No circularity: purely empirical ML comparison with direct evaluation on fixed dataset

full rationale

The paper reports results from training and evaluating four transfer learning architectures (EfficientNetB0, EfficientNetB2, VGG16, ViTB16) plus three augmentation strategies on a fixed set of 155 images using stratified 3-fold cross-validation. No mathematical derivations, first-principles predictions, fitted parameters renamed as outputs, or self-citations that bear the central claim are present. Performance numbers and model optimality statements arise directly from standard training/evaluation loops on the provided data rather than any reduction by construction. The study is self-contained as an experimental benchmark.

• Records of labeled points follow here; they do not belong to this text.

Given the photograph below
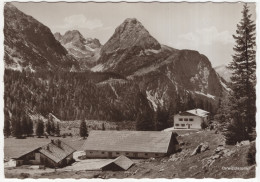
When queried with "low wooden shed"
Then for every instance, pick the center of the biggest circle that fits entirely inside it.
(54, 154)
(132, 144)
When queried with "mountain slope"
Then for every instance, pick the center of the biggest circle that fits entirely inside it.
(224, 72)
(162, 72)
(86, 51)
(30, 44)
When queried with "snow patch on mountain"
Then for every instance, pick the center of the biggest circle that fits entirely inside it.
(207, 95)
(97, 68)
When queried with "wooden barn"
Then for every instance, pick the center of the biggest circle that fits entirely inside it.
(132, 144)
(190, 119)
(121, 163)
(54, 154)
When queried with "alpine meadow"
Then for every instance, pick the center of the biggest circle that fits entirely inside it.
(129, 90)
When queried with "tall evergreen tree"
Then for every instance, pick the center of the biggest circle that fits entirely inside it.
(7, 129)
(24, 125)
(48, 127)
(40, 128)
(52, 128)
(30, 126)
(243, 79)
(83, 131)
(145, 121)
(162, 117)
(57, 132)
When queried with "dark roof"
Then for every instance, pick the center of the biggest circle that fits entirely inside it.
(18, 150)
(122, 161)
(57, 150)
(195, 112)
(128, 141)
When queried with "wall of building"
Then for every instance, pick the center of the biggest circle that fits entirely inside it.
(173, 145)
(66, 161)
(47, 161)
(183, 122)
(106, 154)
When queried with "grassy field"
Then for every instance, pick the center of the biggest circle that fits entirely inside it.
(185, 165)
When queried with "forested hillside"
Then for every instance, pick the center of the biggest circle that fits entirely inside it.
(78, 95)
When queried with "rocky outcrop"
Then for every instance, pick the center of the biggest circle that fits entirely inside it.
(131, 33)
(86, 51)
(160, 71)
(31, 45)
(224, 72)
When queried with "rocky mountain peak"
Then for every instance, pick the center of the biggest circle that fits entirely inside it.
(73, 36)
(131, 33)
(30, 44)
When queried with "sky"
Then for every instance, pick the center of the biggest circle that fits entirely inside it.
(205, 27)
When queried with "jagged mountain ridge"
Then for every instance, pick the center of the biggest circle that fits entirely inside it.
(29, 44)
(150, 72)
(159, 70)
(86, 51)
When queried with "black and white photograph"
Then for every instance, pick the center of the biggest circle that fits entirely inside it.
(129, 90)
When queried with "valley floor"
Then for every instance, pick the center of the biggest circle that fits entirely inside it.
(230, 162)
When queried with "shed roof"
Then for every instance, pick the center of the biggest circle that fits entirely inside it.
(128, 141)
(196, 112)
(121, 161)
(18, 150)
(57, 150)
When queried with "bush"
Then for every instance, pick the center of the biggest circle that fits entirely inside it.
(251, 155)
(235, 132)
(204, 125)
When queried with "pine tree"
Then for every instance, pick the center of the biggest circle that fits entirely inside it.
(52, 128)
(103, 127)
(57, 131)
(162, 117)
(30, 126)
(24, 125)
(40, 128)
(145, 121)
(48, 127)
(7, 129)
(83, 131)
(243, 80)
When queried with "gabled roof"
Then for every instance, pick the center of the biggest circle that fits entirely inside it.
(128, 141)
(195, 112)
(121, 161)
(57, 150)
(20, 150)
(198, 112)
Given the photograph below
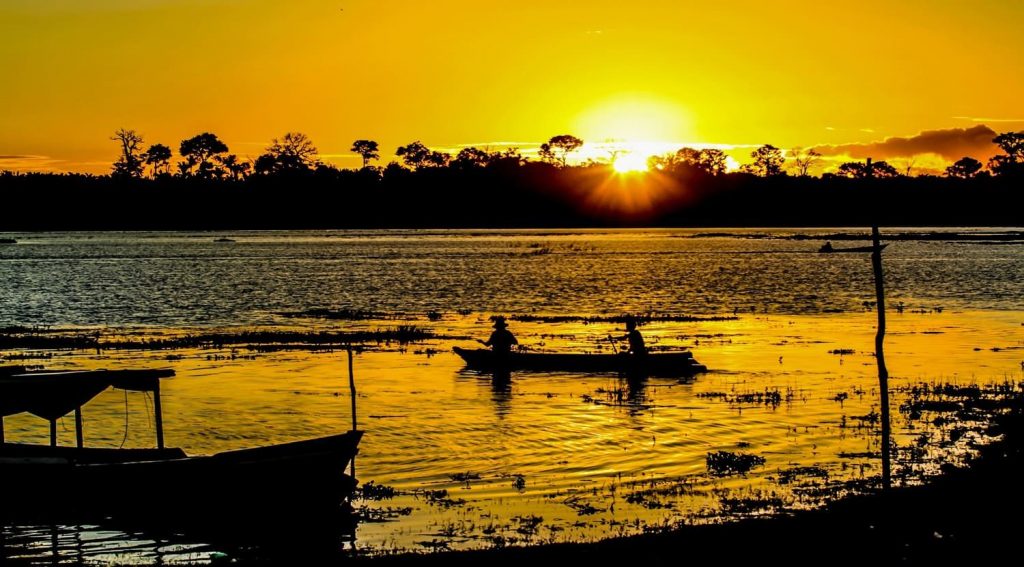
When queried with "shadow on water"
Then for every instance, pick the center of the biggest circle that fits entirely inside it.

Axiom & Free-Parameter Ledger

2 free parameters · 1 axioms · 0 invented entities

The central claim rests on the representativeness of the 155-image dataset and the assumption that ImageNet-pretrained models transfer effectively to fluorescent microscopy without domain-specific adaptation beyond standard fine-tuning.

free parameters (2)
  • Augmentation strategy selection
    Choice among three augmentation methods and their parameters was determined by performance on the small dataset.
  • Model architecture and cropping decisions
    Selection of EfficientNetB0 and image cropping was tuned via cross-validation on the given data.
axioms (1)
  • domain assumption Transfer learning from natural-image pretraining generalizes to fluorescent rabies microscopy images
    Invoked by applying EfficientNet, VGG, and ViT models without additional domain adaptation justification.